I would agree, but in every
case your examples failed on (c). The
article on Pensée failed to make any sort of effort to describe the
magazine _before_ it was radically re-imaged to become a mouthpiece
for Velikovsky, and I consider it deletable for that reason alone. Nor
did it make any reasonable attempt to describe the fact that the topic
is utter rubish, except by including a quote that suggested it was a
hissy fit by "mainstream" scientists. Pensée existed before the events
described in the article, yet zero effort was made to describe them.
This was nothing more than a roundabout promotion for Velikovsky-ism.
DELETE!
What you forget is that a person who knows that the magazine had a
previous incarnation should be working toward NPOV by expanding the
article to let us know about that previous life instead of deleting the
article as a means of promoting his biases. Writing neutrally does not
mean that we accept only neutral topics.
It is sufficient to express that Velikovsky's ideas are significantly at
odds with the mainstream. There is no need to fill these articles with
tediously redundant polemics. A few discretely placed references will
be enough to convince the thoughtful reader. At one time Velikovsky's
books were very popular, and that is a fact that cannot be ignored.
The article on the Electric Universe so obviously
fails (c) that I'm
astonished you would even bring it up as an example!
We don't have an Electric
Universe article; how is anyone supposed to
know what you are talking about?
Likewise, I
see no problem Wikipedia summarising
every book that was ever published. It already
summarised every episode of many obscure TV programmes.
Yes, but lots of people
actually watch The Simpsons. Very few read
about the Electric Universe.
This suggests that you would make contemporary
popularity a major
criterion for deciding what to review. Few people have read Einstein's
original papers - even in English translation - so by your criterion we
should delete references to Einstein, and allow our views about nuclear
power to be guided by Homer Simpson's relation to his employment.
[M]y point is
not to specifically argue for the
inclusion of these articles
Oh geez, yes it is. I can conclude this as easy as
looking at your sig...
Is that any worse than someone's blind argument for
deleting these articles.
I find it interesting that you don't even seem to
argue that these
topics are "real', only that they are "verifyable". This is why we
don't just accept V. I can, for instance, verify that the homeless guy
on the corner talks to himself, but that doesn't deserve an article on
the wiki either. We have rules like V, OR and NPOV to act as an
interlinked set of guidelines in order to filter out articles like these.

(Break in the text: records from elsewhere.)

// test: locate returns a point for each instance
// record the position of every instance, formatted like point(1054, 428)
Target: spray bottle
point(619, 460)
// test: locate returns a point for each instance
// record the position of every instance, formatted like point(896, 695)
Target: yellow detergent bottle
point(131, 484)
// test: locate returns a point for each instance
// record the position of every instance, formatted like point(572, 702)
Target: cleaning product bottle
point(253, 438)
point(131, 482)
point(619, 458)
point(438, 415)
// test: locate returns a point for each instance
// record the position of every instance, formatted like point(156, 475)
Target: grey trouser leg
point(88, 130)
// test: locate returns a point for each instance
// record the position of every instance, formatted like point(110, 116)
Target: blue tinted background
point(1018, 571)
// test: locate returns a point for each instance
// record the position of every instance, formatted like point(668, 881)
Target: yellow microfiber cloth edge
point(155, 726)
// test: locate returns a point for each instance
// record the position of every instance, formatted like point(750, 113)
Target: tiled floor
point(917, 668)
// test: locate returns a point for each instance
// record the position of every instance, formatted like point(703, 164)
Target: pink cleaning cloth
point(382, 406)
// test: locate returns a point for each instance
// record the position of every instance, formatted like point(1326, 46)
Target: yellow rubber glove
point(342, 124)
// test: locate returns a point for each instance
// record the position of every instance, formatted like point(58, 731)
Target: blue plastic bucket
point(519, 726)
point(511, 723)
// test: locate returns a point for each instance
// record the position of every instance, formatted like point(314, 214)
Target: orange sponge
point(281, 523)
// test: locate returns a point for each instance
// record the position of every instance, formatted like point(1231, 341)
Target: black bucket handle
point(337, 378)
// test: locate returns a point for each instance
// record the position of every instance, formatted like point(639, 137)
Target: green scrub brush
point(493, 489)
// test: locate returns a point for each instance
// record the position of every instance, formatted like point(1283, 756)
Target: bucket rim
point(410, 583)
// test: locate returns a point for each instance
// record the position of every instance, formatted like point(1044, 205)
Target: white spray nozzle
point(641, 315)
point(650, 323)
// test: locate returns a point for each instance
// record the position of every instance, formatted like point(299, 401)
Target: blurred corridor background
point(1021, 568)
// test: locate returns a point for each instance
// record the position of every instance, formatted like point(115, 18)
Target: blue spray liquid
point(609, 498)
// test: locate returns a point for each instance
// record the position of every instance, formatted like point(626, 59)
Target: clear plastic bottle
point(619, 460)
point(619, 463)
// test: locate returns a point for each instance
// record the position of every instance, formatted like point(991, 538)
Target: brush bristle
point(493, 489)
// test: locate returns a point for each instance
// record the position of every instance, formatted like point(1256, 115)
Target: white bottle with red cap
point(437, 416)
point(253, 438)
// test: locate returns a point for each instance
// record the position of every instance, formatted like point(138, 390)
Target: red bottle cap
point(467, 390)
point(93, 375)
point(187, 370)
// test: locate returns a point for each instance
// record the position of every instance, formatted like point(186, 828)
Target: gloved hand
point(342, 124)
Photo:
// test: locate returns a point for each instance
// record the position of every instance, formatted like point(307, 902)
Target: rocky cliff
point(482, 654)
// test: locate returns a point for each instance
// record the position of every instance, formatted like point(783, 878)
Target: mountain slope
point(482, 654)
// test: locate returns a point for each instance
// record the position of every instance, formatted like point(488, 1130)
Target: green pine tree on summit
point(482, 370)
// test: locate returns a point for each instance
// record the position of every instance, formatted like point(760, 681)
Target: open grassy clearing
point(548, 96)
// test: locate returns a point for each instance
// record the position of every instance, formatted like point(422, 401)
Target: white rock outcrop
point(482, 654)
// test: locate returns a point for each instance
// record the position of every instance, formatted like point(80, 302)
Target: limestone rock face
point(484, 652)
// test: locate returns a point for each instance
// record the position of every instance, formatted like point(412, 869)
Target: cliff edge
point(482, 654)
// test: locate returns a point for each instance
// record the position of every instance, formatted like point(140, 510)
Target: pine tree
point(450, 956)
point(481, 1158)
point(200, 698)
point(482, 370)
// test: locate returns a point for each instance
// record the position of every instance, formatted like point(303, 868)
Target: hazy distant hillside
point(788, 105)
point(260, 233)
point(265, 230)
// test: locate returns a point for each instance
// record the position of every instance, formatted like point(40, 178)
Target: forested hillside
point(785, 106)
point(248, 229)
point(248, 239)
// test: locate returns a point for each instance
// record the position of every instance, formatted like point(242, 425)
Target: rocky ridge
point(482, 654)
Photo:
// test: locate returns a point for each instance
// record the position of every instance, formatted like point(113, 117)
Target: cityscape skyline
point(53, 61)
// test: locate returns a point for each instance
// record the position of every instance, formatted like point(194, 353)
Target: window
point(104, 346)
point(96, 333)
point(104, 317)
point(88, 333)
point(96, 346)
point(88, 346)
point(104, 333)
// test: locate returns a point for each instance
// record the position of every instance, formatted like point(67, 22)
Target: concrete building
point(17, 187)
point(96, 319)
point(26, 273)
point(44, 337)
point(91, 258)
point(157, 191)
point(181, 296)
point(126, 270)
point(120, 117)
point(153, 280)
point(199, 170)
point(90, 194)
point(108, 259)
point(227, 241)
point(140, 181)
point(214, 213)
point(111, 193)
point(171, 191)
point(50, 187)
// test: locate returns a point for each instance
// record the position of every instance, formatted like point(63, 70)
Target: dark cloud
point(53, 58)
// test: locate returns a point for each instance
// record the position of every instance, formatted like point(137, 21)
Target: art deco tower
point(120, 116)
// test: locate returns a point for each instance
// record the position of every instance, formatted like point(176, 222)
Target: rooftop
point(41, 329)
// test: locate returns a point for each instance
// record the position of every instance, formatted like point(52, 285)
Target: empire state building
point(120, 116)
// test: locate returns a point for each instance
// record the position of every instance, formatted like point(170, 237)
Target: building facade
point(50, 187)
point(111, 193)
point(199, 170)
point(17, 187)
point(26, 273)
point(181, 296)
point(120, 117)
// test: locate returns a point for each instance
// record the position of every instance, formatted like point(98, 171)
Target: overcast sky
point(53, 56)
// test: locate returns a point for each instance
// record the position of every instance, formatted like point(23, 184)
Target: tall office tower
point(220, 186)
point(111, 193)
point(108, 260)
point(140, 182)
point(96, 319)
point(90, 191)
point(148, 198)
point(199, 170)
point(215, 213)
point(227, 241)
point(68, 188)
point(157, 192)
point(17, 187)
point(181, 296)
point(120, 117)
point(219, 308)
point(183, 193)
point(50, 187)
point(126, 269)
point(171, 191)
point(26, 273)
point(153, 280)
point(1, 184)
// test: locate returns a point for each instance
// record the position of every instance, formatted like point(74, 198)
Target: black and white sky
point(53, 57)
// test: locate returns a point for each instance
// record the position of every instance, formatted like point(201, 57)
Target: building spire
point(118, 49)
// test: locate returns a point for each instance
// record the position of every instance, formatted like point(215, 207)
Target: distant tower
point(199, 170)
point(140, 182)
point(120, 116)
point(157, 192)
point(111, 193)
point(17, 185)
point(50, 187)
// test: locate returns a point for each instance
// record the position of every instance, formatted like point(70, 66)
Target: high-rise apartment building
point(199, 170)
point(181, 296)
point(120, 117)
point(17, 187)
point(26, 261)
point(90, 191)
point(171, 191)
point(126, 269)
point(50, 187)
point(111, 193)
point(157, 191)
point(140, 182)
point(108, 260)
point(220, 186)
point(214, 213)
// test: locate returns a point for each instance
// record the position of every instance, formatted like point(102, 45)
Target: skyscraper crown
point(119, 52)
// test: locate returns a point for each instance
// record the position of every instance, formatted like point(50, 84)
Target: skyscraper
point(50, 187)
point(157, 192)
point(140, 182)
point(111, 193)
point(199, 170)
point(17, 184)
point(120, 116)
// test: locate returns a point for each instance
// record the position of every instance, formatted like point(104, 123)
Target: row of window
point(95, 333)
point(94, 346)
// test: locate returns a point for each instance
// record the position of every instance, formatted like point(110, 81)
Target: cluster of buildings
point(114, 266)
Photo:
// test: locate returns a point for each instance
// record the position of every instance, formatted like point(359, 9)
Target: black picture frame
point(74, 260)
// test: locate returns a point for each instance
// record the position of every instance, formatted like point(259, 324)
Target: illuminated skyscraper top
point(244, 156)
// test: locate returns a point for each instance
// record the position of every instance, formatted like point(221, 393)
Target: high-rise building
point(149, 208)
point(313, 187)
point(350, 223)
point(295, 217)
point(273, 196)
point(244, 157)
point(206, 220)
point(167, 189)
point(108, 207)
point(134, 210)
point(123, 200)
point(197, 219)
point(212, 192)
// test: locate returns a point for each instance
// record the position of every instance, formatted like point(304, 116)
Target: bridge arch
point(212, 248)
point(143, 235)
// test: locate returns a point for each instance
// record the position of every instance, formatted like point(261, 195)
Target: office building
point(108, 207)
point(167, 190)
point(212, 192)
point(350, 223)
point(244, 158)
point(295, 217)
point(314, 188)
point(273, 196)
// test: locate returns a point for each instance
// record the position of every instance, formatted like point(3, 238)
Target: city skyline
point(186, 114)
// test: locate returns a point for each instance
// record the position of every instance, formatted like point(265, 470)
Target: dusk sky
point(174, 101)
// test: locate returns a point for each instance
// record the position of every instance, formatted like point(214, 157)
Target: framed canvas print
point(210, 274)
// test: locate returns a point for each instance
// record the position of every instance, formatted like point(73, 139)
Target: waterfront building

Verifiability in no way implies that the subject is "real"; it merely
establishes that someone, rightly or wrongly, believed this and wrote
about it.
Who has written an article about your "homeless guy"? Please provide
links so that I can read that article. That, or admit that the idea was
only raised as a straw man: a ridiculous example of something that
no-one would do presented for the sole purpose of discrediting a more
arguable issue. Your interpretation of the rules is a complerte distortion.